Las detenciones por corrupción de los presidentes de PDVSA, esas caídas espectaculares que sacuden titulares de prensa y ofrecen al público un espectáculo de juicios y condenas, son apenas un sainete mal montado, un espectáculo que intenta disfrazar una verdad infinitamente más devastadora. Porque lo que se esconde tras este teatro de detenciones y acusaciones es el verdadero crimen, el mayor daño irreparable que el chavismo-madurismo ha perpetrado en Venezuela: la destrucción de su industria petrolera, el corazón mismo del país.
PDVSA, la que fue la joya de la corona venezolana, el motor de su economía y el símbolo de su identidad, ha sido desmantelada, expoliada, entregada a la incompetencia y a los intereses mezquinos de un sistema corrupto. Todo se ha hecho bajo la promesa de una revolución que decía luchar por el pueblo, pero que, en realidad, ha dejado al país empobrecido, sumido en la miseria, y sin los recursos que alguna vez lo hicieron próspero.
No se trata de un accidente ni de una simple mala administración; es una tragedia deliberada, meticulosamente ejecutada bajo el disfraz de reformas, expropiaciones y políticas “patrióticas”. El resultado es que PDVSA, que una vez sostuvo a Venezuela como una nación con uno de los estándares de vida más altos de la región, hoy languidece, incapaz de alimentar a su propio pueblo ni de sostener la economía.

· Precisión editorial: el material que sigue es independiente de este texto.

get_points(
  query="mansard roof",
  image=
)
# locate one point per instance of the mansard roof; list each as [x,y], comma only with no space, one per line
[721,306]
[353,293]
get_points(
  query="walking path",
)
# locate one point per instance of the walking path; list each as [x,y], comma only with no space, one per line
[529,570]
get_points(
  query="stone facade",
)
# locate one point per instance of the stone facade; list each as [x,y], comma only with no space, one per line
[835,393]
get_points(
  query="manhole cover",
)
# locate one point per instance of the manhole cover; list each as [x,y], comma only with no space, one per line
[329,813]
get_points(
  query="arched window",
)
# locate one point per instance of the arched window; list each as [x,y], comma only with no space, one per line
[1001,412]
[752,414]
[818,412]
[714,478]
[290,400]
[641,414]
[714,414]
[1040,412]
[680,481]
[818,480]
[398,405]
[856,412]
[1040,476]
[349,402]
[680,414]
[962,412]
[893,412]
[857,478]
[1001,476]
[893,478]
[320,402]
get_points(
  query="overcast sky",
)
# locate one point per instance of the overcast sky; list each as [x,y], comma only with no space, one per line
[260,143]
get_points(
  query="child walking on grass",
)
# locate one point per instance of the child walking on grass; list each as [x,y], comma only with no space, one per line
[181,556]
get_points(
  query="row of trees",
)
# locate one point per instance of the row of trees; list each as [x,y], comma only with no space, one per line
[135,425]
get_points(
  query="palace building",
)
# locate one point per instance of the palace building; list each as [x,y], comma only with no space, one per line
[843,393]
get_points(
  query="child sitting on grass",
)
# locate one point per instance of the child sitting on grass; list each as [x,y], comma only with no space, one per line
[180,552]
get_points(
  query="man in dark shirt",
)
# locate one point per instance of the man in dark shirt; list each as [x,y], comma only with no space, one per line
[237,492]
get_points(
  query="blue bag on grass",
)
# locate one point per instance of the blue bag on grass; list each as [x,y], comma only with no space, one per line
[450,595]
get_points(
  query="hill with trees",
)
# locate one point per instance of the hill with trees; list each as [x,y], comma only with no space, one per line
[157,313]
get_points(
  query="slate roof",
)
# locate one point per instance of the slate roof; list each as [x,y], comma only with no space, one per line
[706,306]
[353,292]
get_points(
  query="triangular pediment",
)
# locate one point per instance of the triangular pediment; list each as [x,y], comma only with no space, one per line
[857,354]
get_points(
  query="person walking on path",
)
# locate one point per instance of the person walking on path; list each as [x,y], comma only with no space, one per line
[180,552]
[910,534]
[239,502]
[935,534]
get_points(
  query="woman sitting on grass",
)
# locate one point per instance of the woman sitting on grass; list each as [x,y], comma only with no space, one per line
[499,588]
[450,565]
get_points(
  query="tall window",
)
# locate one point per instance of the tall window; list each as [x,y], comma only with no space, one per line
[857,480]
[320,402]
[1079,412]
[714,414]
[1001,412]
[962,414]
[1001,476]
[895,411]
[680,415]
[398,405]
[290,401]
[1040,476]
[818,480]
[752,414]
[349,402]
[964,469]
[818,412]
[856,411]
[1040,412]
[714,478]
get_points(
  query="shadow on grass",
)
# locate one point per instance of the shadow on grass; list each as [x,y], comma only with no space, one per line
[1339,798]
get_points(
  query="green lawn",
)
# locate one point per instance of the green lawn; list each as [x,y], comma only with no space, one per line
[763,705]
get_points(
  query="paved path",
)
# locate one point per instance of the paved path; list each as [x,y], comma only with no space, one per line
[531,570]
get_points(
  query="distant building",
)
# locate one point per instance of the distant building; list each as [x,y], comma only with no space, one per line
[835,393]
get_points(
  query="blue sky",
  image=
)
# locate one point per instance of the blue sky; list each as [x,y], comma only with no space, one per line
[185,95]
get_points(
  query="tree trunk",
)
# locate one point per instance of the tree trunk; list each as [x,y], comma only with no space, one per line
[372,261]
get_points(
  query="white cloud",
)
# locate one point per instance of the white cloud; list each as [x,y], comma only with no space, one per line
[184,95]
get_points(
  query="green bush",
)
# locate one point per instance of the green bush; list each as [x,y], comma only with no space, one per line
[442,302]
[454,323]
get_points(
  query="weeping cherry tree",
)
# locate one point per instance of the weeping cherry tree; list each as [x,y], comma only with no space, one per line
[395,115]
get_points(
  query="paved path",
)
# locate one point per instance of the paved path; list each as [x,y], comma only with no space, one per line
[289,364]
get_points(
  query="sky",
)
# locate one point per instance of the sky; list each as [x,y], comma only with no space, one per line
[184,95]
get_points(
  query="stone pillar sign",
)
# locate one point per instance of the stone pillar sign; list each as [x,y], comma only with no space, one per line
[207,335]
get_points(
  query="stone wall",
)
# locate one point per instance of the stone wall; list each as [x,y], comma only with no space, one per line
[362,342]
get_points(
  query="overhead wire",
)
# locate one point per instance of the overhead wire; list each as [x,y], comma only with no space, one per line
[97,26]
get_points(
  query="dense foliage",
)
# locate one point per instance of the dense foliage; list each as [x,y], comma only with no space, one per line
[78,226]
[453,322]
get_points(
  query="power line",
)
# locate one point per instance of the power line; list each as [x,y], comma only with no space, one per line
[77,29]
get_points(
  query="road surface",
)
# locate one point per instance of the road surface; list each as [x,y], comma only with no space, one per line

Y así, mientras nos presentan la comedia de las detenciones por corrupción, mientras uno tras otro caen los nombres de los responsables, el verdadero daño permanece. Porque lo que se ha roto no es solo una empresa, sino el futuro de un país, el sustento de generaciones enteras. Ahí está el verdadero crimen: en la destrucción de una industria que fue símbolo de orgullo y esperanza, y que hoy solo queda como un recuerdo de lo que Venezuela pudo ser y no fue.